— После «Хольта» я работал над повестью, сюжет которой мне подсказала газетная заметка. То был случай, связанный со смертью девушки, отравившейся газом. Признаюсь, получалась душещипательная сентиментально-любовная драма. И для того чтобы изобразить несчастную любовь девушки к женатому человеку, мне нужен был персонаж, чье общественное положение и психологический склад определили бы развитие сюжета. Так я придумал доктора Киппенберга. Но герой — ничто, если он действует вне общественно-социальной среды. И к Киппенбергу я приставил еще несколько сотрудников и даже целый институт создал.
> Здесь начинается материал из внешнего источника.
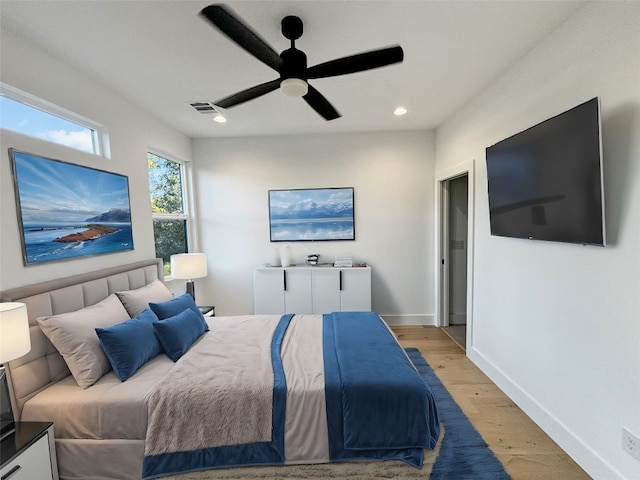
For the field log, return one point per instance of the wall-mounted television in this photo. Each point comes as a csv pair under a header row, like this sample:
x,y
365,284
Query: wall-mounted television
x,y
545,183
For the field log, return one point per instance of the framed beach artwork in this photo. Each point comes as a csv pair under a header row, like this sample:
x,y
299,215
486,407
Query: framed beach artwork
x,y
313,214
67,211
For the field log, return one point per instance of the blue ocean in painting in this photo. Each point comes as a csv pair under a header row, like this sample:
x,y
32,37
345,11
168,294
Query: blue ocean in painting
x,y
311,214
318,229
40,244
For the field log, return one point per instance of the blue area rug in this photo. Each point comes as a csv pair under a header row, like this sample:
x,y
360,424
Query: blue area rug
x,y
464,455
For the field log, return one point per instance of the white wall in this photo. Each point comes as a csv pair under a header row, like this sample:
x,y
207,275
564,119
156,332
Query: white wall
x,y
557,326
392,176
131,132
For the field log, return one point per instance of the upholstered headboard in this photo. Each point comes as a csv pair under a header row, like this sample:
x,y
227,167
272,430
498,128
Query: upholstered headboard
x,y
43,365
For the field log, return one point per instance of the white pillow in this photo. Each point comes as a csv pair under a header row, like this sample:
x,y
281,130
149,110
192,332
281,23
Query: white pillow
x,y
135,301
74,336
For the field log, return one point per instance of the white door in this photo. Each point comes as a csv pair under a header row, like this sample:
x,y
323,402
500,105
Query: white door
x,y
326,290
458,226
268,291
355,289
297,291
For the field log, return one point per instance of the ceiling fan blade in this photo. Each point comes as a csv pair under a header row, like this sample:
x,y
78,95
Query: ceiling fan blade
x,y
320,104
357,63
248,94
237,31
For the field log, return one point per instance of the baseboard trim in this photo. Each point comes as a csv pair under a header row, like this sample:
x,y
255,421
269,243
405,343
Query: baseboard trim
x,y
583,455
419,319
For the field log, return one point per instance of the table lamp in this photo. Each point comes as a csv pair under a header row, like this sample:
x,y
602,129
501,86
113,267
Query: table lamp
x,y
189,266
14,343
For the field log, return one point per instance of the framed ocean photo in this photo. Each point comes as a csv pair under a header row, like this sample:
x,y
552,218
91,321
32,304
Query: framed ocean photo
x,y
67,211
314,214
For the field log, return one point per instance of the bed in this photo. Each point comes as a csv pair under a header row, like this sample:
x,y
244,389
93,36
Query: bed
x,y
220,392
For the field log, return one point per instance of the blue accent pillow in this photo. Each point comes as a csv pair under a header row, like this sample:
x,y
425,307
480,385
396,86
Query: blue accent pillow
x,y
176,334
130,344
177,305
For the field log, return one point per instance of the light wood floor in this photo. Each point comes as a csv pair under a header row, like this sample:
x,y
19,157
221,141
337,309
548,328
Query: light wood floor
x,y
523,448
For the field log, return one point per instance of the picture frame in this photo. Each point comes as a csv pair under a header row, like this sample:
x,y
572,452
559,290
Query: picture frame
x,y
67,211
312,214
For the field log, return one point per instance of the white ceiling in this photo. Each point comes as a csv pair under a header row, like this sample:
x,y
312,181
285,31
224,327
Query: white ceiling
x,y
161,55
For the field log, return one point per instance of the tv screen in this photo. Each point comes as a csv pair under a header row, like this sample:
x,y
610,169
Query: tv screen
x,y
545,183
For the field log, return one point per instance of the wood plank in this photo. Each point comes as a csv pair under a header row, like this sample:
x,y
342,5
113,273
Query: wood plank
x,y
522,447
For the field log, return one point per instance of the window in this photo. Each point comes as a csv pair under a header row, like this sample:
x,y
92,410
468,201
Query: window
x,y
170,219
31,116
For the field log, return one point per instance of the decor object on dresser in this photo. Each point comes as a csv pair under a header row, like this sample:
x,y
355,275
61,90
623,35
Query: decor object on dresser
x,y
311,290
291,64
187,266
313,214
29,453
67,211
14,343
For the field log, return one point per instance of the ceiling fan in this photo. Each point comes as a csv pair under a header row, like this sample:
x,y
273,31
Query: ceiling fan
x,y
291,64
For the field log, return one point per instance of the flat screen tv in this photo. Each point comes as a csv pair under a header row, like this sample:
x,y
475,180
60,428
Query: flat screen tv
x,y
545,183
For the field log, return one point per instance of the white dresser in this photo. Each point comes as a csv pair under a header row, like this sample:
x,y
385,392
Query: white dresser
x,y
311,290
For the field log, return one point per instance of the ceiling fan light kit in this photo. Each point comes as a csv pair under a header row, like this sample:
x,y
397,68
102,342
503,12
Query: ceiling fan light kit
x,y
291,64
294,87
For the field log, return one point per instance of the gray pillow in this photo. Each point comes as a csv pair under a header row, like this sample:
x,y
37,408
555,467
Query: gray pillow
x,y
74,336
135,301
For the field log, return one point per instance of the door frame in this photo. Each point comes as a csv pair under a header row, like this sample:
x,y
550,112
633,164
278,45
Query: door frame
x,y
442,240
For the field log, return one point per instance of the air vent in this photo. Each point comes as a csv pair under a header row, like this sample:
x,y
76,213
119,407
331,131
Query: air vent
x,y
204,107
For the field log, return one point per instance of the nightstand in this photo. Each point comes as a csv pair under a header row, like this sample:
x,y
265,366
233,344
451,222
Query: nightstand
x,y
208,311
29,453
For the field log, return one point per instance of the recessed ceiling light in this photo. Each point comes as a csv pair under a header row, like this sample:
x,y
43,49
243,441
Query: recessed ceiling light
x,y
399,111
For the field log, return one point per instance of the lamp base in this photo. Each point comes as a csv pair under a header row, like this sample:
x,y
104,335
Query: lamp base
x,y
7,425
191,289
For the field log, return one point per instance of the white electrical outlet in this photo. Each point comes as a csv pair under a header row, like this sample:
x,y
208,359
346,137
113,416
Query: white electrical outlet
x,y
631,444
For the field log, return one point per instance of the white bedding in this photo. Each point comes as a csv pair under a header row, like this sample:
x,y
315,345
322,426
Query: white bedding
x,y
117,410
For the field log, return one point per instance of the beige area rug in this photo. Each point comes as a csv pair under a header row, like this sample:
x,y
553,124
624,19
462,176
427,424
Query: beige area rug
x,y
353,470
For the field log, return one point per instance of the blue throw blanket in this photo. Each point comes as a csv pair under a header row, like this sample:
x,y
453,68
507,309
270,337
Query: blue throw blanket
x,y
378,406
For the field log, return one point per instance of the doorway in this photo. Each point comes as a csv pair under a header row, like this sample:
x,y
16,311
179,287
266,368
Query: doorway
x,y
455,194
457,203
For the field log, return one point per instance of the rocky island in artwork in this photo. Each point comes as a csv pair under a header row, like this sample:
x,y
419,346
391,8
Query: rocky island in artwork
x,y
92,232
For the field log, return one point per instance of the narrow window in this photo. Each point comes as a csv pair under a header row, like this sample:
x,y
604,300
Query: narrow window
x,y
170,219
30,116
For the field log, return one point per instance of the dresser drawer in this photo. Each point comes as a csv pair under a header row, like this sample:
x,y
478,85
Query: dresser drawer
x,y
31,464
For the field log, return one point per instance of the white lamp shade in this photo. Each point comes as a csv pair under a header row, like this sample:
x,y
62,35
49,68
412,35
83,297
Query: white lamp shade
x,y
189,265
14,331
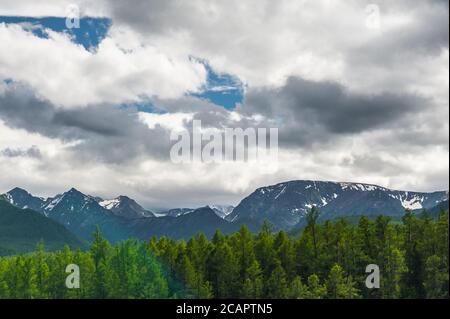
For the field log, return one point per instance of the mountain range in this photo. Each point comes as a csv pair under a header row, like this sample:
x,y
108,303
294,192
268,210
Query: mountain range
x,y
22,229
284,205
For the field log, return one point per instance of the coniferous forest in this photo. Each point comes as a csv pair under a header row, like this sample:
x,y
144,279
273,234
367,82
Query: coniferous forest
x,y
324,260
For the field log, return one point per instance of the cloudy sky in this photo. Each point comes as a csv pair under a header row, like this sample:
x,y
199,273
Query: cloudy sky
x,y
358,89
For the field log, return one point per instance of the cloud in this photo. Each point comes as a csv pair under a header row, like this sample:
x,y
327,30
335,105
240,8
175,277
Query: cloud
x,y
119,71
99,132
351,103
33,152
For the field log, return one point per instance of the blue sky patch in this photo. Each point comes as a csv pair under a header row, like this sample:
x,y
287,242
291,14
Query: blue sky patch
x,y
90,33
222,89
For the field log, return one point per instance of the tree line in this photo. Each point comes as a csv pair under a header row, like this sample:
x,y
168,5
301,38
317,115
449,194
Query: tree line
x,y
327,260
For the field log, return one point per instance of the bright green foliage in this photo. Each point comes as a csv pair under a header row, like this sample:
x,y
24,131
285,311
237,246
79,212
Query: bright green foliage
x,y
327,260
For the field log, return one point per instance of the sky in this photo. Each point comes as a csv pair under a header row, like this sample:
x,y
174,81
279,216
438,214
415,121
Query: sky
x,y
358,90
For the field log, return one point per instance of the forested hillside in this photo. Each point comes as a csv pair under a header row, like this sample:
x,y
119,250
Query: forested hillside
x,y
22,229
325,261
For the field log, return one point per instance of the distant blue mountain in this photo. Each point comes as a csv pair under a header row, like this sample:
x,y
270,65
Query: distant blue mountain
x,y
283,205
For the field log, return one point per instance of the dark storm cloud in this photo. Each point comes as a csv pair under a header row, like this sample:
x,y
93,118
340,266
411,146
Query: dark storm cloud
x,y
106,132
32,152
309,111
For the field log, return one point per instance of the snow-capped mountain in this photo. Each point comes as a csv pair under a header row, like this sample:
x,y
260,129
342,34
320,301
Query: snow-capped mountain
x,y
222,210
125,207
175,212
21,198
78,212
284,205
287,203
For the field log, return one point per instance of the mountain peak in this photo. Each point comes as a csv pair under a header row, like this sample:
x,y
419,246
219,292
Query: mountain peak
x,y
123,206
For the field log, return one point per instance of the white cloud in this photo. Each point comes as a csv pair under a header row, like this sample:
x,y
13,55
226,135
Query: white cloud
x,y
69,76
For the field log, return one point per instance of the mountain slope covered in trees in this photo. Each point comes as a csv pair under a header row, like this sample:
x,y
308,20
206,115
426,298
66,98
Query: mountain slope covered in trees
x,y
22,229
325,261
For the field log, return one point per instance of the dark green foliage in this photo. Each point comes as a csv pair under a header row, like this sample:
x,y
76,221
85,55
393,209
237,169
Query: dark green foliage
x,y
22,229
325,261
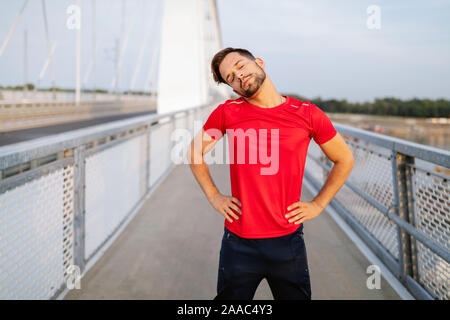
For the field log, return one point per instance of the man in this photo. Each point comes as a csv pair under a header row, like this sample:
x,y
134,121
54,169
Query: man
x,y
263,234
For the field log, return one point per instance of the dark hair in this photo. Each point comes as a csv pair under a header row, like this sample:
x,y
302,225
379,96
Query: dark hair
x,y
218,58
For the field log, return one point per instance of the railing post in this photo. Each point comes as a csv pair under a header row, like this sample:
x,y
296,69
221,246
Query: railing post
x,y
403,199
147,165
79,219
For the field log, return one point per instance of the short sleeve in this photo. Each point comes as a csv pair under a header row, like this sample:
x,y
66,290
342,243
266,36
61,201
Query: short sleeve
x,y
215,124
321,126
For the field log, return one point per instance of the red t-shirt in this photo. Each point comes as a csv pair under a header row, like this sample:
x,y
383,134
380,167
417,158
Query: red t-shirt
x,y
266,171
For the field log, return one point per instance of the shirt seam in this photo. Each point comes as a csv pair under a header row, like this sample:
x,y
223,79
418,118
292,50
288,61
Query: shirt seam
x,y
267,235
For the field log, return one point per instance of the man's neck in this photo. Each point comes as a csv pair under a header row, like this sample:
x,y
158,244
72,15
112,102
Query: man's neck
x,y
267,96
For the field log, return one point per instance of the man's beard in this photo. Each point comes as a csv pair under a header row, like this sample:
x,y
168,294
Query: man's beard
x,y
258,79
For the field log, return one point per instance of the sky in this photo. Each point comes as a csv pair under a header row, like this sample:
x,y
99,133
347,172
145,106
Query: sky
x,y
320,48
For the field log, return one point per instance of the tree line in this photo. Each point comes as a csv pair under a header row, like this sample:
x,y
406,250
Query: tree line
x,y
390,106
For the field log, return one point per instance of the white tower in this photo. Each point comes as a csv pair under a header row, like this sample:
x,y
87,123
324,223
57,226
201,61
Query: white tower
x,y
190,36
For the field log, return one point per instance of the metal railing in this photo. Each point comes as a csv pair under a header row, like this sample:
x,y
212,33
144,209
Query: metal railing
x,y
19,116
63,197
397,200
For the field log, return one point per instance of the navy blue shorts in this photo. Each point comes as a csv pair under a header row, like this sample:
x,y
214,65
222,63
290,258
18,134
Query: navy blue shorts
x,y
245,262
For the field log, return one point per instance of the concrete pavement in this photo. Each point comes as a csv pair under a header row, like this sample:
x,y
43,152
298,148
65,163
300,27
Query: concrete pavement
x,y
170,250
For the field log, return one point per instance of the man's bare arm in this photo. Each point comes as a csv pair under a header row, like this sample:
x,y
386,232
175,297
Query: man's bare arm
x,y
201,145
338,152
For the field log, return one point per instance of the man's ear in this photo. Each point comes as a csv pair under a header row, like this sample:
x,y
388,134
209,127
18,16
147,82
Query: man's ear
x,y
260,62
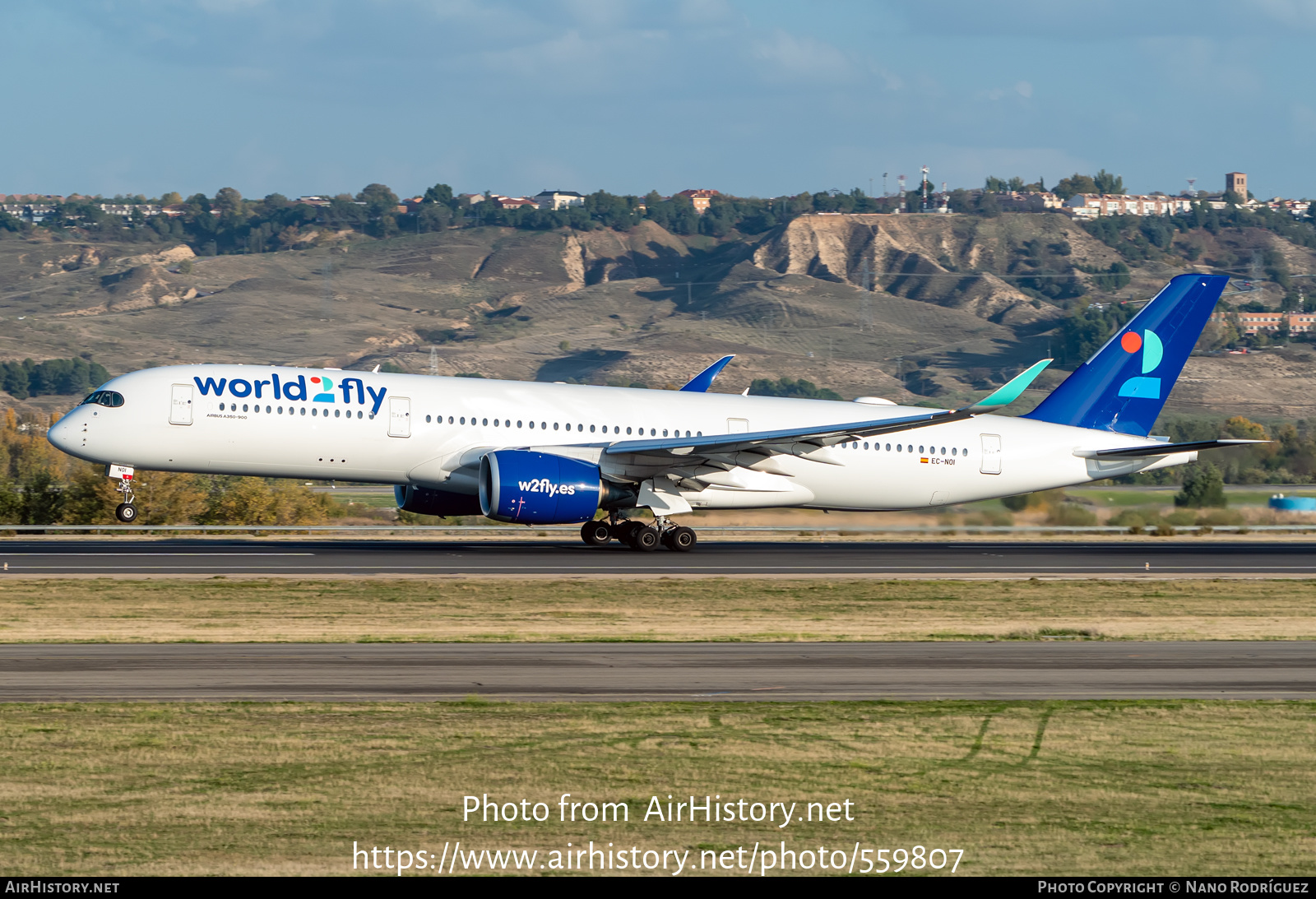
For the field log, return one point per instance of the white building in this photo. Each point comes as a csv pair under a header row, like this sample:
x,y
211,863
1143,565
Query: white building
x,y
558,199
1090,206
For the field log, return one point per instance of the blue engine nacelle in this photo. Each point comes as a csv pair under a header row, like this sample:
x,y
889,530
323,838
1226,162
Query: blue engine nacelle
x,y
425,500
528,487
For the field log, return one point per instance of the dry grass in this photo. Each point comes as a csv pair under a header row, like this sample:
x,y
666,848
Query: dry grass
x,y
1152,787
770,609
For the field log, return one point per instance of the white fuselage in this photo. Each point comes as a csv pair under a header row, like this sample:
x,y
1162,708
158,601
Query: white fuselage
x,y
408,429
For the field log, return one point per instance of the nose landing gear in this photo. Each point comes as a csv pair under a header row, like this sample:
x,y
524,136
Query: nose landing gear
x,y
125,511
640,537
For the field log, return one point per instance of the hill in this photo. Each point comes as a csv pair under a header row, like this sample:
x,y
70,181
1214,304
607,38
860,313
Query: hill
x,y
956,304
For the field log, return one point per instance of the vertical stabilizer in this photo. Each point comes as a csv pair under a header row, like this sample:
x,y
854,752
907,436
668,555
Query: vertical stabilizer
x,y
1125,383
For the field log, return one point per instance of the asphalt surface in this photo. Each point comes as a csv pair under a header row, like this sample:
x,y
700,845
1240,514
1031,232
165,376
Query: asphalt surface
x,y
658,671
1153,556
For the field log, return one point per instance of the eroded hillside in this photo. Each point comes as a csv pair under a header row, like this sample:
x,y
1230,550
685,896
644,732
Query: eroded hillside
x,y
945,313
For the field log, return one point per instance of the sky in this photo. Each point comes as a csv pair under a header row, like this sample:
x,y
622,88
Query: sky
x,y
753,98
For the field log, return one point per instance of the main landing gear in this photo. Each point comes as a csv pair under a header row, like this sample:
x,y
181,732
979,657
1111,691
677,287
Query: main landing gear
x,y
638,536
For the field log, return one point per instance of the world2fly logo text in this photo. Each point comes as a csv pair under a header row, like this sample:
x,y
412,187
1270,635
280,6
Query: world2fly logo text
x,y
545,486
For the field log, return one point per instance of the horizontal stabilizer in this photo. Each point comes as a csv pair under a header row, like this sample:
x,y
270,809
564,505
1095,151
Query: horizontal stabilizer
x,y
704,379
1162,449
1010,392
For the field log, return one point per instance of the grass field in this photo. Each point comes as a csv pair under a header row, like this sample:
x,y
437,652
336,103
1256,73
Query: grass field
x,y
453,609
1151,787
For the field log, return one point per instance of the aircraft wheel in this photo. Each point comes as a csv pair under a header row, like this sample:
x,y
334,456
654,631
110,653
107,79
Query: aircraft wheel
x,y
645,539
681,540
595,533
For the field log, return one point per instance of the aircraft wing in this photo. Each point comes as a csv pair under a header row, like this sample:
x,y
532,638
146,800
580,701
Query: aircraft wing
x,y
1162,449
802,441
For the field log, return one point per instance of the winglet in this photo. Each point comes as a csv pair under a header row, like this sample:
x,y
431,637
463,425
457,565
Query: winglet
x,y
1010,392
704,379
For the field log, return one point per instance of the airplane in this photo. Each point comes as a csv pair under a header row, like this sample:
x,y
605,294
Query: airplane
x,y
552,453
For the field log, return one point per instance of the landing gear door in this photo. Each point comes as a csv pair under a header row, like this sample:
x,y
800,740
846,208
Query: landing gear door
x,y
991,454
399,416
181,405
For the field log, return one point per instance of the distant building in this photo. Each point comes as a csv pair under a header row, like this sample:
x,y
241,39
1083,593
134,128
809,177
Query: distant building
x,y
701,199
1028,201
1253,322
558,199
1090,206
513,202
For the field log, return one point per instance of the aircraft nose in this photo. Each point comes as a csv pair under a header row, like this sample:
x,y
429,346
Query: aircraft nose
x,y
63,433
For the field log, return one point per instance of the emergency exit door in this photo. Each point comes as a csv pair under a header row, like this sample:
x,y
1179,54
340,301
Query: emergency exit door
x,y
181,405
399,416
991,454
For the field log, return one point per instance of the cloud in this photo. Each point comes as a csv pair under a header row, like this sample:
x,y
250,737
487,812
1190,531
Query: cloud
x,y
789,57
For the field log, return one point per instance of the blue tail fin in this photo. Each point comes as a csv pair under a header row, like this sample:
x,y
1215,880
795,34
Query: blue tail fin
x,y
1127,382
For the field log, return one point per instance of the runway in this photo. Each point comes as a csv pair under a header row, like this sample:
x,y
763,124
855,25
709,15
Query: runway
x,y
658,671
1158,557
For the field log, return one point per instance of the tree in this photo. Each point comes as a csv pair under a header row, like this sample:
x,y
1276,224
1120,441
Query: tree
x,y
1203,486
228,202
1109,183
1076,183
438,194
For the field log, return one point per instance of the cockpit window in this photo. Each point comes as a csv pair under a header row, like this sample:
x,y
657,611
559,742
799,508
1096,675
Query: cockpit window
x,y
104,398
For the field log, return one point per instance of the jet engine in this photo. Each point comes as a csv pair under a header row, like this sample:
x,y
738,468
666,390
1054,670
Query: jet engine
x,y
528,487
425,500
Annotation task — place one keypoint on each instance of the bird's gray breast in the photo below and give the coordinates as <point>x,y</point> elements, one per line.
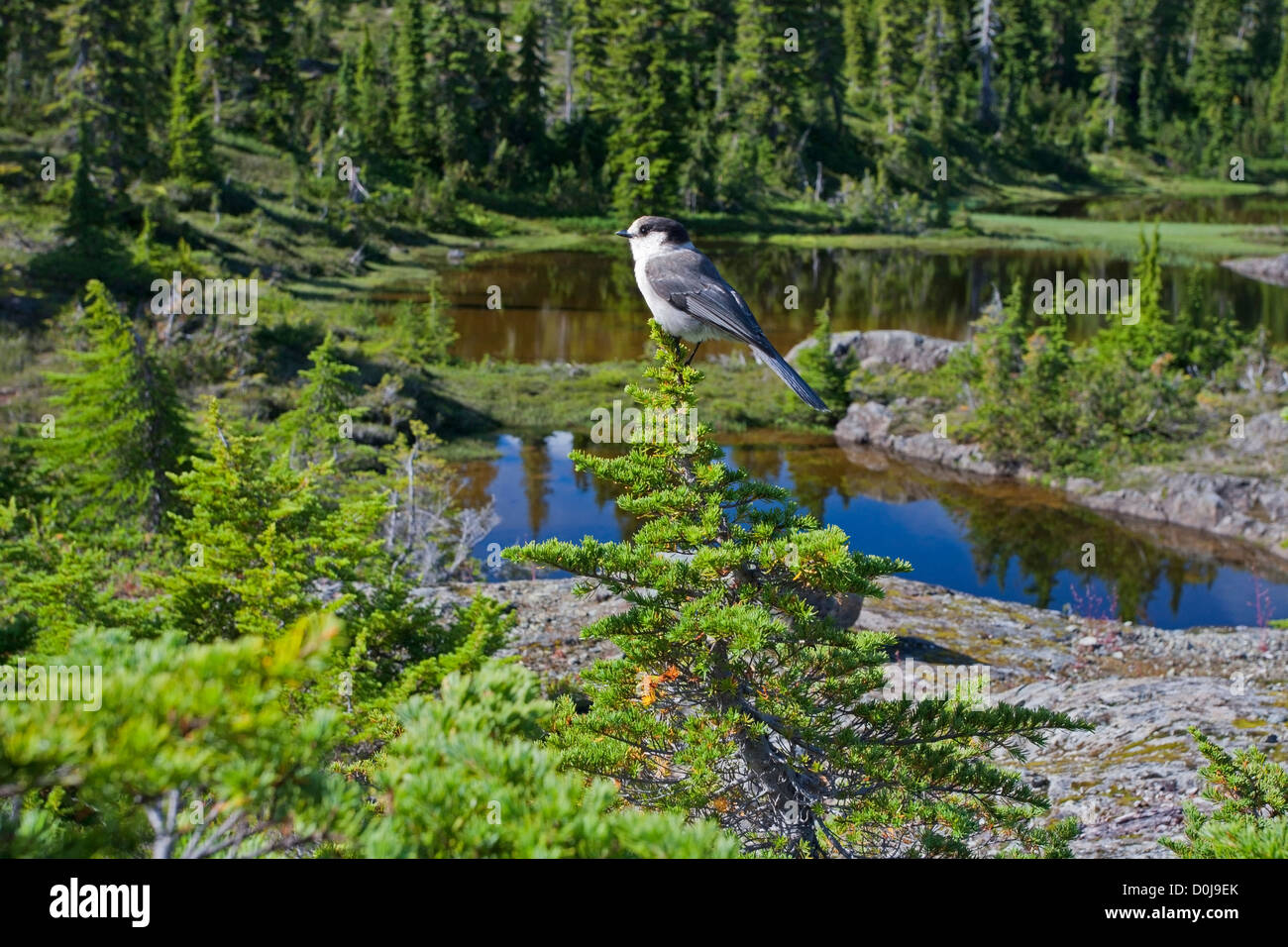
<point>673,320</point>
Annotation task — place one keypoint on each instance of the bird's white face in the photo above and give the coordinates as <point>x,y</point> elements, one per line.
<point>644,241</point>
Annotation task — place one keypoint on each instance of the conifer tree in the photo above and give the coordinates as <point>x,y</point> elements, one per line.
<point>1250,814</point>
<point>191,134</point>
<point>411,127</point>
<point>110,85</point>
<point>86,209</point>
<point>527,131</point>
<point>313,427</point>
<point>370,119</point>
<point>256,539</point>
<point>277,101</point>
<point>745,694</point>
<point>121,424</point>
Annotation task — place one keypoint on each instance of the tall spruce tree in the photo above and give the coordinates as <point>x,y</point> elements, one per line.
<point>411,125</point>
<point>120,427</point>
<point>743,693</point>
<point>191,134</point>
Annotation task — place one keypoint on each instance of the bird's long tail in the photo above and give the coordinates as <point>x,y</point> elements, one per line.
<point>787,373</point>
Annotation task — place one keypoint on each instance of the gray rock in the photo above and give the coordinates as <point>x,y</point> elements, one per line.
<point>897,347</point>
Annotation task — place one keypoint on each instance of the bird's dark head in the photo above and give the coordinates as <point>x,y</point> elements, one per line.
<point>657,232</point>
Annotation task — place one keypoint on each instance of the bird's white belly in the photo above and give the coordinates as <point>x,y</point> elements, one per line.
<point>674,321</point>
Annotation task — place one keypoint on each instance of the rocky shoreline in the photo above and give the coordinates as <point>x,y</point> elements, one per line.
<point>1247,508</point>
<point>1125,781</point>
<point>1205,496</point>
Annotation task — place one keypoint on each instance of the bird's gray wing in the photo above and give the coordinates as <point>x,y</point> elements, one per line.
<point>692,283</point>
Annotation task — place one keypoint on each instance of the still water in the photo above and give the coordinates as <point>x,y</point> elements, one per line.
<point>583,305</point>
<point>1006,541</point>
<point>1258,209</point>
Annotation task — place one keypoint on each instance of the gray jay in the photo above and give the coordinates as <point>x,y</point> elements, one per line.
<point>691,300</point>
И вот случилось так, что первоначально задуманный сюжет повести оказался лишь подступом к большой и серьезной работе. Неопубликованную повесть «Последнее дело Крузе» я называю теперь «Пра-Киппенберг»...
Медленно и величаво со стороны озера подошел кот.
— О-о, Мориц, давно тебя не было, — сказал хозяин, взял кота на колени и потрепал за ухо. — Ты что, опять за ондатрой охотился?
— ?
Дитер Нолль понял мое недоумение и пояснил, что в озере водится много этого зверька и Мориц наловчился истреблять его.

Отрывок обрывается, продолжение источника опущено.